The cognitive load is quite low when deploying changes which only involve your app code (i.e., no dependency upgrades). My app has a few tens of millions of open websockets at a time, and it's worth it to me to avoid mass reconnects. I'm not everyone, but my use case isn't totally unique either.
I am not sure about your specific use case but it owuld be hard to imagine that graceful reconnect on websocket + a more traditional deploy would not be much more effective resourcing vs that hurdles you have to go through to properly appup. Is it really an advantage to you or has it slowed your ability to get to market for something that seems like it "should" be an advantage.
Its not like you don't need graceful reconnect handling logic for the websockets anyways -- net-splits and endpoint failures are a thing.
It really depends on how much effort is involved in setting up the connections, and how much effort is involved in directing connections to a new host.
If I'm running 1M sessions per machine, and each machine can handle 10k new connections / second, rolling restart is really expensive. If I'm running 10k sessions per machine, and can handle 10k new connections / second, rolling restart isn't too bad. This generalizes to really anything that gather essentially ephemeral state, but that state is costly to gather (tcp flows in this case, data caches in others, etc).
BEAM excels at applications with huge numbers of sessions per machine, which is why some users really value hot reloading.
Editted to add -- the OTP application update sequence doesn't necessarily need to be used. Where I work, we certainly don't do that. Just a little bit of logic around code:soft_purge/1 and code:load_file/1
"Few tens of millions of open websockets" is more than Slack and Discord combined, not?

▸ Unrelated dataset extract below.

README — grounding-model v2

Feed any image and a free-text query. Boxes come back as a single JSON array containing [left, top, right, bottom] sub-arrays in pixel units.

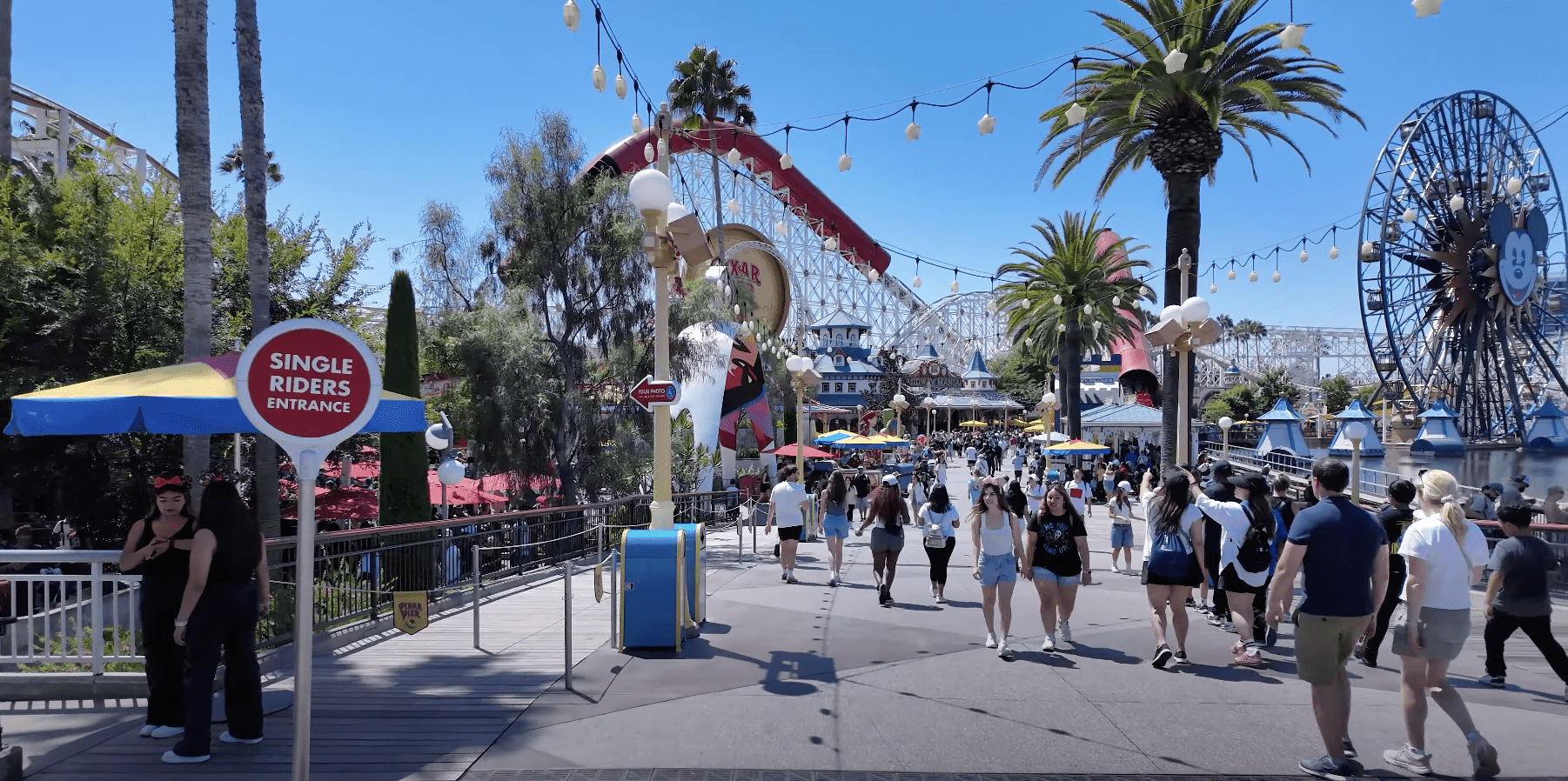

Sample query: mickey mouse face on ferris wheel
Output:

BTW: we were the first who did 1M long-living connections load test with Cowboy on a single EC2 instance back in 2011. And 3M long-polling HTTP requests on a single beefy physical server.
It was before WhatsApp upstreamed their optimizations and before Phoenix team made it easy.
I imagine both Slack and Discord have much higher numbers than this, as well as a very different workload (they're doing chat, we're not).
I don't want to give the impression that this is happening on a single server, either! I did the cowardly thing and threw more boxes at the problem. :)
With a single code base capable of having millions of processes running as the norm, some handling direct client requests and others handling in-progress work, data storage, holding open connections for transfers, etc...you get the capability to deploy without disrupting ANY of that.
Most run times can't do anything close to that. Think about all of those X million websocket benchmarks...now think about being able to deploy without forcing all X million to try to reconnect at the same time.
And it can do this while all of the nodes are connected and communicating with each other as well as the outside world.
For standard issue client server, it's not that big of a deal. You just separate the web parts behind a load balancer.
For background workers, long lived connections, web sockets, video/audio streams, file transfers (CDN)...it's huge.
Having to support two different versions of the Elixir service during the rollout period is risky...
What if something goes wrong during the rollout? For example, if you change the database schema or upgraded your database engine or changed your back end authentication approach, it can break the old code. Then how will you know whether it's a problem with the old code or new code if many nodes are running both?
You CAN do hot upgrades, but many times the complexity of doing so far outweighs the benefits. For any non trivial app it makes updates/deploys to the app non trivial as well.